Climbing out of a dark place
In an “ironic” case of life imitating art, Lindsay May named her latest EP Girl With Grit just before she proved herself to be exactly that.
May’s own grit was tested when her mother and grandmother died within two days of each in 2012. This, in addition to the death of her dog a couple of months later, drove the B.C. singer/songwriter into a very dark place.
Other siblings and friends could not help her escape from it — in fact, May recalled that the situation showed her how superficial some of her friendships were. “Some people only want to go out and have fun. They’re not there for you when you need their support.”
On the other hand, May, who performs on Sunday, Feb. 9, at Fratters Speakeasy in Red Deer, admitted she wasn’t exactly in the right headspace to be a good friend to other people, either.
Realizing she needed more help than was at hand, she signed up for grief counselling and even went on anti-depressants until she could cope again.
Another thing that helped pull her out of her emotional hole was her music — particularly playing some songs from Girl With Grit. “They were a comfort. Whenever I felt cranky, I realized it was because I didn’t pick up my guitar for a few days,” said May.
The title track “is about life lessons and learning I’ve got to do it myself, in my own way,” said May. It was inspired by her experience of being bulldozed by others. “These people are trying to be helpful but have told me what to do in such a powerful way, and then gotten angry when I haven’t taken their advice.”
One of these people was her mother. May was still devastated when her mom died at age 63 of a rare form of brain cancer because, despite their differences over whether May should pursue a music career (her mom pushed her into business school), they were close.
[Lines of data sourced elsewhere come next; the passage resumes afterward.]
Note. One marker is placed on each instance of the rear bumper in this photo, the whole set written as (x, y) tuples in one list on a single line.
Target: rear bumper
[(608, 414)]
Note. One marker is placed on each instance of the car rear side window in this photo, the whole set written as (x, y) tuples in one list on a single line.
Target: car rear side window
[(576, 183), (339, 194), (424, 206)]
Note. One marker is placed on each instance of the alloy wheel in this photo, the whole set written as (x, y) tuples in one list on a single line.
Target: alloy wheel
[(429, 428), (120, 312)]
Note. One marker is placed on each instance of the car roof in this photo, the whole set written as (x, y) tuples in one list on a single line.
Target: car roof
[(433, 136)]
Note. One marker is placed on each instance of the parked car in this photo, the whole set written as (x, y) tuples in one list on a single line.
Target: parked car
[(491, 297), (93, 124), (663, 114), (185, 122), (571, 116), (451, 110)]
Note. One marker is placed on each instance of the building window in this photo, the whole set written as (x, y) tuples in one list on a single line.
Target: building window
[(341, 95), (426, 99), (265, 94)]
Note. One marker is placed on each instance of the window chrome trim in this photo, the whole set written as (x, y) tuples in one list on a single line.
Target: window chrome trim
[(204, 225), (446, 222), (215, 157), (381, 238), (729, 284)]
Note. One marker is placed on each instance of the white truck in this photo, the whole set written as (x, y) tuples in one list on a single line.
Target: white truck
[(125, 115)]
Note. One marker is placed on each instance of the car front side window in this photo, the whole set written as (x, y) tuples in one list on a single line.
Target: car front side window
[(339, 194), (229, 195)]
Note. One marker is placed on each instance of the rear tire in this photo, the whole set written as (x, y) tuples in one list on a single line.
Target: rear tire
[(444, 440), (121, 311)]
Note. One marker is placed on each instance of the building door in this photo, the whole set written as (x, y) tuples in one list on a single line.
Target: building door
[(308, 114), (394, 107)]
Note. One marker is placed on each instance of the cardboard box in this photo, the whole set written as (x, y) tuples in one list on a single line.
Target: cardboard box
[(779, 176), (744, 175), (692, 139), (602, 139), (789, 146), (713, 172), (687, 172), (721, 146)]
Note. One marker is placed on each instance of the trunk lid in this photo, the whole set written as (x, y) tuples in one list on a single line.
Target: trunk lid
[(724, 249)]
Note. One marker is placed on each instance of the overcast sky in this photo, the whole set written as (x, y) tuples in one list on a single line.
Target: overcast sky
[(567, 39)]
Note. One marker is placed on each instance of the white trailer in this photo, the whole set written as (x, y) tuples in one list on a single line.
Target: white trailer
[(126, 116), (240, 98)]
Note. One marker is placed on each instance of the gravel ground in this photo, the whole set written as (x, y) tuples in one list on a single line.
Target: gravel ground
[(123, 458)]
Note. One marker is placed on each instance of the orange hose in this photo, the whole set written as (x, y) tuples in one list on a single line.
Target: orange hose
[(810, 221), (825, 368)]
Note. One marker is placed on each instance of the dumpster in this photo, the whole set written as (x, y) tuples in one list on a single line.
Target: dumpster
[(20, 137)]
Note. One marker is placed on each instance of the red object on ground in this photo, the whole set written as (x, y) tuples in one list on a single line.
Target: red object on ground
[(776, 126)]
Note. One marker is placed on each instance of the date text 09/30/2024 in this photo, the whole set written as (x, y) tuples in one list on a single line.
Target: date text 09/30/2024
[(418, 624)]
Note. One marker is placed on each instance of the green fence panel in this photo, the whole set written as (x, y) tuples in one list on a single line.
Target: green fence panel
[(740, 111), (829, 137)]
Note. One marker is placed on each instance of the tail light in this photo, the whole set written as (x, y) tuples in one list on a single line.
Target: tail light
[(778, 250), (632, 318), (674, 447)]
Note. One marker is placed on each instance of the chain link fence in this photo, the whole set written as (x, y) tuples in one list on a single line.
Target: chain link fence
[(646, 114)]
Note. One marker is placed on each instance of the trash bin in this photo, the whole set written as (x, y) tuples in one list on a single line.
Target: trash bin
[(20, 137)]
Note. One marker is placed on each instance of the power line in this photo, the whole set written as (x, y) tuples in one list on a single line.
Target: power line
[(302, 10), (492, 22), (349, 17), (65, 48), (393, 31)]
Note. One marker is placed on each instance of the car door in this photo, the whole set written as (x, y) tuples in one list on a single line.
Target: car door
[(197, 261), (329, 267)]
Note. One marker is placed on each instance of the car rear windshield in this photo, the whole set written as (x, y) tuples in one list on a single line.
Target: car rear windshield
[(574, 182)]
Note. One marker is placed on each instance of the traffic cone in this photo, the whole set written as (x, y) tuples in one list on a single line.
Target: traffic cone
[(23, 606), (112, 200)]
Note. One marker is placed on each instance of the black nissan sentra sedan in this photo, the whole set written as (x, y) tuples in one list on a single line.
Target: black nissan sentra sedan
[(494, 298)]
The singer said she never felt really fulfilled until she dove into performing for a living. And, judging by her achievements, music is her true calling.
Since releasing her 2008 debut album, Bronze and Blue, May’s been a finalist in the Kerrville New Folk contest in Texas, the New Mountain Stage Songwriting Contest and the Shore 104.3 Sounds of Summer Song Search. She was also invited to open for Shari Ulrich and Valdy.
The 36-year-old grew up in Kelowna, worked for a decade in Vancouver’s corporate world, and now lives as a musician on Shuswap Lake. She doesn’t regret her business background. In fact, she thinks it’s a good idea for all artists to pick up some financial knowledge.
“My advice would be, if you want to be a songwriter, take some basic business courses, read every book on songwriting you can get a hold of — and if somebody asks you to play a show, play it. Get as much live performing experience as you can.”
She added she will sing, share stories and even crack a few jokes at Fratters with Okotoks singer Jodi Doidge.